Brown was one of the top pitchers in the 1990s, an era in which pitching could be overwhelmed by the explosive offense of the time. I could rattle off a long series of statistics showing how his performance is about equal to Mike Mussina, John Smoltz, or Curt Schilling, but I won’t. Instead, take a look at how little batters were able to touch him in the year of the homerun race; 1998. That season, he gave up only 8 homers across 35 games, with none coming off the bats of Sammy Sosa or Mark McGwire. He didn’t pitch around these guys, as he only walked 33 batters all season despite pitching more than 250 innings.

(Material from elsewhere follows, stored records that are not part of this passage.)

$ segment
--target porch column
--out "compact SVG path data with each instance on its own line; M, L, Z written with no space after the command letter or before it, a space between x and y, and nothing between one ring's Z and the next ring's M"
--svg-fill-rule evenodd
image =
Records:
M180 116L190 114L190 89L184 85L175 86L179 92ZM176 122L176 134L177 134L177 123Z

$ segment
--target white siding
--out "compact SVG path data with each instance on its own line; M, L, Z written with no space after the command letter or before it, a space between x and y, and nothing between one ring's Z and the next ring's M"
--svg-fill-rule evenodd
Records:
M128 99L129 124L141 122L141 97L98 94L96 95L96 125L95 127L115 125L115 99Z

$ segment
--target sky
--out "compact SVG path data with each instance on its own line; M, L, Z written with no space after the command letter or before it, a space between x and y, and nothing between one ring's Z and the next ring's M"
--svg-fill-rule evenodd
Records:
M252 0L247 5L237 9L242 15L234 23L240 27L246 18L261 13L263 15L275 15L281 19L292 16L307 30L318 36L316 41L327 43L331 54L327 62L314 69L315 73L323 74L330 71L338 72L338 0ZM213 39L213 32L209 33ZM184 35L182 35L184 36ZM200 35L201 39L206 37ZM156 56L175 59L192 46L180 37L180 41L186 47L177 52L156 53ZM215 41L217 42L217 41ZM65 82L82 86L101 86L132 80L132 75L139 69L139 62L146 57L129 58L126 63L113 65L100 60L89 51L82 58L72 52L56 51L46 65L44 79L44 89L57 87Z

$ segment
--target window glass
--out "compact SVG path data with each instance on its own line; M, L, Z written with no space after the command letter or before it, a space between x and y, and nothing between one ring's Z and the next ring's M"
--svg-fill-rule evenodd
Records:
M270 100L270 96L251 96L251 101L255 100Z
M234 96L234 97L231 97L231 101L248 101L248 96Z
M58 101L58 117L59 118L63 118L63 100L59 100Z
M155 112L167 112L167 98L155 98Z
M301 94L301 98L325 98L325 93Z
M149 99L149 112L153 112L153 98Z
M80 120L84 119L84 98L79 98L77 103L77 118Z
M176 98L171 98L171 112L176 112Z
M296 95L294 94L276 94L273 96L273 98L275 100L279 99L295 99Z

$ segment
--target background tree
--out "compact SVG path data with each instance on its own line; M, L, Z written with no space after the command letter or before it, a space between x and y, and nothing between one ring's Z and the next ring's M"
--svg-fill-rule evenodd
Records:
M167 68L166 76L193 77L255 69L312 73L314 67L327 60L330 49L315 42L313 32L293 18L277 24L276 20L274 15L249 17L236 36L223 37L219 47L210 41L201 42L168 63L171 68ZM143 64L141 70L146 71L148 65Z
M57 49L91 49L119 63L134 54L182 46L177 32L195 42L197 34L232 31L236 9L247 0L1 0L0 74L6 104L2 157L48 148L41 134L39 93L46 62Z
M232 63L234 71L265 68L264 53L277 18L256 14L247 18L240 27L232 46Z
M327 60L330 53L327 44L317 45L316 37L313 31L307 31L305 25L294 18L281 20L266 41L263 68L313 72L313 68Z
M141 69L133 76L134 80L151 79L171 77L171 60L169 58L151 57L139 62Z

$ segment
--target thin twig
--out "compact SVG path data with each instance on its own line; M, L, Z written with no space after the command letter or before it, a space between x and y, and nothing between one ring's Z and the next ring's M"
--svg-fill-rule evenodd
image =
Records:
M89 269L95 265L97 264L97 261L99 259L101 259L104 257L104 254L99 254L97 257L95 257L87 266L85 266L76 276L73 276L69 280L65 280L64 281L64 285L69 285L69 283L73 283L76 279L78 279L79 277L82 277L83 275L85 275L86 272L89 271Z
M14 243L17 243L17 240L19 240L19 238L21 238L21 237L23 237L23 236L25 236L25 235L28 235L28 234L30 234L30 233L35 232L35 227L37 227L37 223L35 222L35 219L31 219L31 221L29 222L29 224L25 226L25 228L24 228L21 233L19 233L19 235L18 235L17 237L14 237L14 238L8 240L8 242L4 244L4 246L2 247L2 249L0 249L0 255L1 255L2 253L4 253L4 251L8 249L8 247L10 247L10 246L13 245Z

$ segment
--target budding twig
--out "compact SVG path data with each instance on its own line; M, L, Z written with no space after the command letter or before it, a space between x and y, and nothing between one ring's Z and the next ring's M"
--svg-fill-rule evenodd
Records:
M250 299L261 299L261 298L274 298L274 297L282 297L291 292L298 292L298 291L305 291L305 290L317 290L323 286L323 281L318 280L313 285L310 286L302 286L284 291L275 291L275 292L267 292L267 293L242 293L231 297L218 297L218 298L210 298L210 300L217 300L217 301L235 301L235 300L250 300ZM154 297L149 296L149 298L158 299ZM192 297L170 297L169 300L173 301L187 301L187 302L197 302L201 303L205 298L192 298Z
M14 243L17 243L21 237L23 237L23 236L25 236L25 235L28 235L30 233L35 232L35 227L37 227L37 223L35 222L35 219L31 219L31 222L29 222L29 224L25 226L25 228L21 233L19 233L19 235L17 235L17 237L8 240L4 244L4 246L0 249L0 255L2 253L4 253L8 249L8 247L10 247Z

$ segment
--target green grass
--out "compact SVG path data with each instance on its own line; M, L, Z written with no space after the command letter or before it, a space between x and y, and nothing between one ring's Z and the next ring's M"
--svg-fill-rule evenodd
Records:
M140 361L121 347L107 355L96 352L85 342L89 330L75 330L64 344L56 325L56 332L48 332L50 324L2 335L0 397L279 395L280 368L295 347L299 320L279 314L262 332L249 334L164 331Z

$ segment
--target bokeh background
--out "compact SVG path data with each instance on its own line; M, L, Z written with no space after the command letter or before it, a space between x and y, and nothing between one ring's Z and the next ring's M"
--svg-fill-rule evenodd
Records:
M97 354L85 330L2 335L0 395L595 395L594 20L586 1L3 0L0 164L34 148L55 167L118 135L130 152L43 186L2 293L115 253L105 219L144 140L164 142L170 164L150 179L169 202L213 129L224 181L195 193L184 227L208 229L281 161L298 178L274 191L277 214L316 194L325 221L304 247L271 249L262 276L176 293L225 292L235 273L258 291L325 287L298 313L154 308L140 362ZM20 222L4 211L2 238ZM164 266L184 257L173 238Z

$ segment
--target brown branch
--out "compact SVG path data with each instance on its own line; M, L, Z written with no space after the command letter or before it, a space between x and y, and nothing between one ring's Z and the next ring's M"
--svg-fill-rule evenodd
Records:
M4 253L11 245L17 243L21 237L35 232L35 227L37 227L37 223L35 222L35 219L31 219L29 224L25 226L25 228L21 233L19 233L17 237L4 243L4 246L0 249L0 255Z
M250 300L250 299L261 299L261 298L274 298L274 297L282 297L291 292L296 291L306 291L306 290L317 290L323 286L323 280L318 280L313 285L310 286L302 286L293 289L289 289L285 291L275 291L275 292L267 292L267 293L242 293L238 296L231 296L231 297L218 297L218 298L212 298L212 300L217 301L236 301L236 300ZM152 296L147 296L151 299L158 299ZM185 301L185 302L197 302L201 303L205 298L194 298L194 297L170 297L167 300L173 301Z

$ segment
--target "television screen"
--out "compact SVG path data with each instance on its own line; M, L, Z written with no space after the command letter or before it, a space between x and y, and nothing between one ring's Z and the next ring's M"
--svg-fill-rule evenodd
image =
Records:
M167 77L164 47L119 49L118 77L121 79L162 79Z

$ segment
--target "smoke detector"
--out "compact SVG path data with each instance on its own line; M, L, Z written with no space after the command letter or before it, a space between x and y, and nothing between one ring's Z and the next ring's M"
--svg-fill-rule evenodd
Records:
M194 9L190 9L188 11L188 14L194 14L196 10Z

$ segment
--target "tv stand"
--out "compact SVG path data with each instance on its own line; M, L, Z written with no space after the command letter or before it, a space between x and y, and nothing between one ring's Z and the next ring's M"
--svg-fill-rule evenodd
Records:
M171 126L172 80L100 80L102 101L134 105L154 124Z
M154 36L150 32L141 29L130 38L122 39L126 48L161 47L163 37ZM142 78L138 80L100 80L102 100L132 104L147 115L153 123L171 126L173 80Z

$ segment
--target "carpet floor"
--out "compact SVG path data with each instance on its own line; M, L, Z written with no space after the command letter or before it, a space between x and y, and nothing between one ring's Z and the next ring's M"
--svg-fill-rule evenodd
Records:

Brown would undoubtedly be among the 1990s Rangers in Cooperstown if he had not been connected so closely with the PED usage of the era. His presence in the Mitchell Report has pretty much relegated him to the same fate as Palmeiro. Brown had a reputation for over the top tantrums and clubhouse problems, items that contributed to him potentially being the best player to ever be cut off from Hall of Fame voting after a single round with just 2.1% support on his only ballot.
Kevin Brown on Cardboard
Kevin Brown has a sense of humor that can be seen on several of his baseball cards. Following in the wake of Field of Dreams-inspired fondness for century-old baseball, teams trotted out vintage versions of their uniforms for “Turn Back the Clock” nights across the sport. The Texas Rangers, having been created in the 1960s, didn’t really have old uniforms to turn back towards. The team opted to dress in uniforms that reflect how they might have looked in the early part of the 1900s. Brown took this game of athletic cosplay to another level by using eye black to create some 19th century style facial hair and an era appropriate windup.
While I don’t have the 1994 Topps or 1994 Score cards pictured above, I have managed to track down one of the ’93 refractors of the Rangers’ pitcher. This card has proven a bit more difficult to track down than many others in the set. Sales data going back 20 years shows it has sold on eBay in the bottom quintile of the set’s checklist. The records I have personally captured have it in the bottom 4% of transactions, effectively making it seen as often as the very tough Jimmy Key and Orel Hershiser cards. The latter two are hard to even find offered for sale while this one seems to appear regularly enough to give the impression that it is not rare. It gets advertised a lot (I see five available online right now), but the card just doesn’t seem to actually change hands.